Yet the Occupy movement has defied the arrogant early forecasters and self-styled clairvoyants who wrote it off as naïve, destined to fail, or too full of pot-smoking, middle-class white kids. Many of the same voices who at first criticized later came around to supporting the movement after it started to gain numbers and momentum. Big labor unions and myriad celebrities who initially kept their distance began offering their support. The members of one Latino hip-hop group from New York originally dismissed the Wall Street occupation for having too many white people, but to their great credit soon changed their tune and have given vocal support to the movement since.

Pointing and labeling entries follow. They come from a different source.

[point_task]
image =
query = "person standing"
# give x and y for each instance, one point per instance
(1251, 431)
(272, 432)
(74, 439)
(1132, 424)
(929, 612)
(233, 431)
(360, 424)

To be sure, very few of these movements, from Egypt to Wall Street, were truly “spontaneous.” In most cases, hardworking groups had been laying the foundations for years, usually with very little reason to believe that much would come of it in the near future. In the case of Occupy Wall Street, the protests were preceded by a series of smaller campaigns against budget austerity and various other injustices in New York City, organized by many of the same community groups and political organizations that later started OWS. Without these efforts and the organizational coalitions forged during previous campaigns, Occupy Wall Street might not have been possible. The depiction of the Occupy movement itself as a leaderless, directionless mass is highly misleading, though this image has been widely propagated by observers on the right and even some on the left.

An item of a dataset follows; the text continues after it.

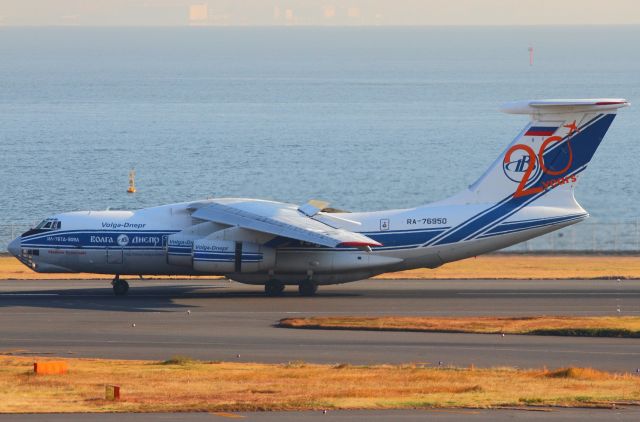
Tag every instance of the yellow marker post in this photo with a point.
(132, 182)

Nevertheless, in August no one could have predicted the eruption of the movement in New York and its spread to hundreds of sites across the country, let alone the coordinated October 15th demonstrations involving hundreds of thousands of people in 1,500 cities worldwide. And no one would have predicted that the movement would have such an impact on national political discourse and corporate media coverage, forcing inequality and corporate power into the realm of mainstream debate. Howard Zinn wrote that “what leaps out from the history of the past hundred years is its utter unpredictability.” For Zinn this unpredictability was cause for hope—what he called “the optimism of uncertainty.” As brilliant and prophetic as Zinn was, he too would have been taken by surprise by the uprisings of 2011.
A Partial, But Very Healthy, Shift in Focus
Upon securing the Democratic nomination back in 2008, presidential candidate Barack Obama delivered an eloquent and inspiring speech:
[I]f we are willing to work for it, and fight for it, and believe in it, then I am absolutely certain that generations from now, we will be able to look back and tell our children that this was the moment when we began to provide care for the sick and good jobs to the jobless; this was the moment when the rise of the oceans began to slow and our planet began to heal; this was the moment when we ended a war and secured our nation and restored our image as the last, best hope on earth.

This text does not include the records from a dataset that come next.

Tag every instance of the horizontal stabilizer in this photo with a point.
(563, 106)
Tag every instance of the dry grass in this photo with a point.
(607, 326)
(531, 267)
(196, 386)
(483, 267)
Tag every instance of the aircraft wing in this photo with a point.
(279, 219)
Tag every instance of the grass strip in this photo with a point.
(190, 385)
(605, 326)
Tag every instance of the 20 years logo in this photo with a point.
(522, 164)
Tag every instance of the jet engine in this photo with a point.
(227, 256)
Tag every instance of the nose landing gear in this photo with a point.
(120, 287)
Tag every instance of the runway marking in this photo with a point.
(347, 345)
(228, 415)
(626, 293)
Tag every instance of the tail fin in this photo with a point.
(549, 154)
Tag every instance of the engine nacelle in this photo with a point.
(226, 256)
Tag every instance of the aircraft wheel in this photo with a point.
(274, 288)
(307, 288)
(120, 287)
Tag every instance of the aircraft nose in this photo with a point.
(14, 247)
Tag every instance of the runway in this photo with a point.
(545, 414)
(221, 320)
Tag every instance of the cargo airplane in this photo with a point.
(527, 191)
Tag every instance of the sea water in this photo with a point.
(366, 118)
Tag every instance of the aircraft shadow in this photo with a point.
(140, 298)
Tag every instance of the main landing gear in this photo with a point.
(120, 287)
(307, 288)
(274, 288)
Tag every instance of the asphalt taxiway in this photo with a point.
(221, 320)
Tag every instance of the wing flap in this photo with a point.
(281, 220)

Nothing could seem more ridiculous after three years of the Obama presidency, as even those who initially supported Obama must now concede. And Obama’s implicit praise for his own campaign as “the last, best hope on Earth” is the epitome of absurdity given his administration’s faithful service to big banks and corporations, its obstruction of a global accord to head off catastrophic climate change, and its unabashed continuation of US political, economic, and military imperialism around the globe.
But something major happened this year. If in 2008-09 the focus of much of the US public and world was on Barack Obama, in 2011 it was on the broad-based protests that consumed dozens of countries around the world. These protest movements stole the spotlight, if only partially, from the millionaires, politicians, and celebrities that normally fill the news. Even TIME magazine, no big fan of democracy or human rights, named “the protester” as its person of the year. The protesters forced elites onto the defensive, splitting the ruling classes between staunch enemies of the protests and those liberal elites who initially opposed the movements before frantically playing catch-up and trying to co-opt them for political gain, as the Obama administration did first with Tunisia and Egypt and later with Occupy Wall Street. And they acted en masse upon the principle that “there’s hardly anything more important that people can learn than the fact that the really critical thing isn’t who is sitting in the White House, but who is sitting in—in the streets, in the cafeterias, in the halls of government, in the factories. Who is protesting, who is occupying offices and demonstrating—those are the things that determine what happens” (Howard Zinn again).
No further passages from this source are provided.